De los cuatro cadáveres que yacían en el tiradero de La Piedad, ninguna mosca tuvo los arreos de aplacar su apetito con los restos del par de perros labradores envenenados. Por el contrario, los inquietos insectos optaron por darse el atracón con los trozos humanos abandonados en el interior de cuatro bolsas negras de polietileno sin cerrar.

El tiradero municipal se encontraba a la orilla de la carretera San Vicente-La Piedad y a doscientos metros en línea recta, por la brecha que conecta al pueblo de Luis Terreros, sobresalía una veintena de casuchas mal construidas, entre ellas la cantina de Lola Coco. En esta ocasión, la madrota tenía bajo su servicio a cuatro morritas contratadas en Las Minerías y algo ajadas por sus excesos de alcohol, abortos y malpasadas.

–Clávame la daga, cabrona –pidió a gritos Pereira y sus cinco acompañantes, todos empistolados, le aplaudieron.

–¿Y ahora cual, mi Pico? –preguntó la Lola.

Como tu mujer…pero con la Durcal y el chingón del Buke…

–Órale güera, obedézcale al rey –ordenó la mulata y una de las mujeres, enclenca y amarillenta, corrió hacia la rocola; metió el par de monedas en la ranura y picoteó algunas teclas.

Las moscas, al escuchar cantar al dueto, arremetieron con más ánimo a su presa y no les interesó que tres chiquitines descalzos y hambrientos, muy cercanamente al banquetazo, empezaran a hurgar los montones de basura.
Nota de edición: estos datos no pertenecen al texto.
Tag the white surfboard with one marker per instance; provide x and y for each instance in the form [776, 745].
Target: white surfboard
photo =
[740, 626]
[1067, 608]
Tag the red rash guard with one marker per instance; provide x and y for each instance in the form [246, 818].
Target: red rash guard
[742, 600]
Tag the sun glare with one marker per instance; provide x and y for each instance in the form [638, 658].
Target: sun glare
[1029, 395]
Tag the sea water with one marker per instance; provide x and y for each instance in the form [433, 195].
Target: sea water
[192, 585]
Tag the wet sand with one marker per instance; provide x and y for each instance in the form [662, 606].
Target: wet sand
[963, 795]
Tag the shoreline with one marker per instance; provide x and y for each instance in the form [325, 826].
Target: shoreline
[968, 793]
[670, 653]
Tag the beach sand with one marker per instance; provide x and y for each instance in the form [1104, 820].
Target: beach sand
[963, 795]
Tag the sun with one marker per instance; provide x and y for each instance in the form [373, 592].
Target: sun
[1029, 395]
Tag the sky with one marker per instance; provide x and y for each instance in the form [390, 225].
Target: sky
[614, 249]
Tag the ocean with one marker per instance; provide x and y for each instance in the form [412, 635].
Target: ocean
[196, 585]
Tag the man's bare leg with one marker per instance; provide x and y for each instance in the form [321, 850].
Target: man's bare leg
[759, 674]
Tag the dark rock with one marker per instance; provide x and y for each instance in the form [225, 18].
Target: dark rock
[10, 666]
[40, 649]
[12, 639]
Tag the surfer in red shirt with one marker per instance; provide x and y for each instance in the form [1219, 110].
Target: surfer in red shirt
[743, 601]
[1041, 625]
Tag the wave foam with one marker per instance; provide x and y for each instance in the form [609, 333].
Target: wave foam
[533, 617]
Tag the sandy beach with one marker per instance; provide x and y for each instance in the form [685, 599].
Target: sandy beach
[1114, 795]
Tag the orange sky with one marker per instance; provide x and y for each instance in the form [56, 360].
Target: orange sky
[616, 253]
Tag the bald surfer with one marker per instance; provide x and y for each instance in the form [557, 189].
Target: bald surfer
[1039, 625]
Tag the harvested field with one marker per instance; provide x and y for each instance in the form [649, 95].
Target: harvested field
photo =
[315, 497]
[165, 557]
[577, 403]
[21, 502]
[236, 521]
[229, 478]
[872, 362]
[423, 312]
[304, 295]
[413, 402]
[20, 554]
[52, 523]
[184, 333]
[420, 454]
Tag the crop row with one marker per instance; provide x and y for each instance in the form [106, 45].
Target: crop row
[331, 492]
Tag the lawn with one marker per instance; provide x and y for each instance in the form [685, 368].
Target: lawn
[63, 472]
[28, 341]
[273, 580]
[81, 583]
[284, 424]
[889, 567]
Tampoco los escuincles jiotosos se inmutaron ante la presencia de los cadáveres y el enjambre de glotones insectos. Aquella escena era tan cotidiana en La Piedad que pasaba inadvertida para los vecinos y clientes del tanichi y lupanar de la Lola.

Un jueves caluroso, de mucha alegría y escándalo, porque Pico Pereira acababa de recibir un generoso pago del alcalde de La Piedad por ejecutar a Sara y Abraham Fernández, por convertir su galpón de la molienda de caña de azúcar en un templo bautista, condenado por los paramilitares de El Loco y un sacerdote fascista de San Vicente.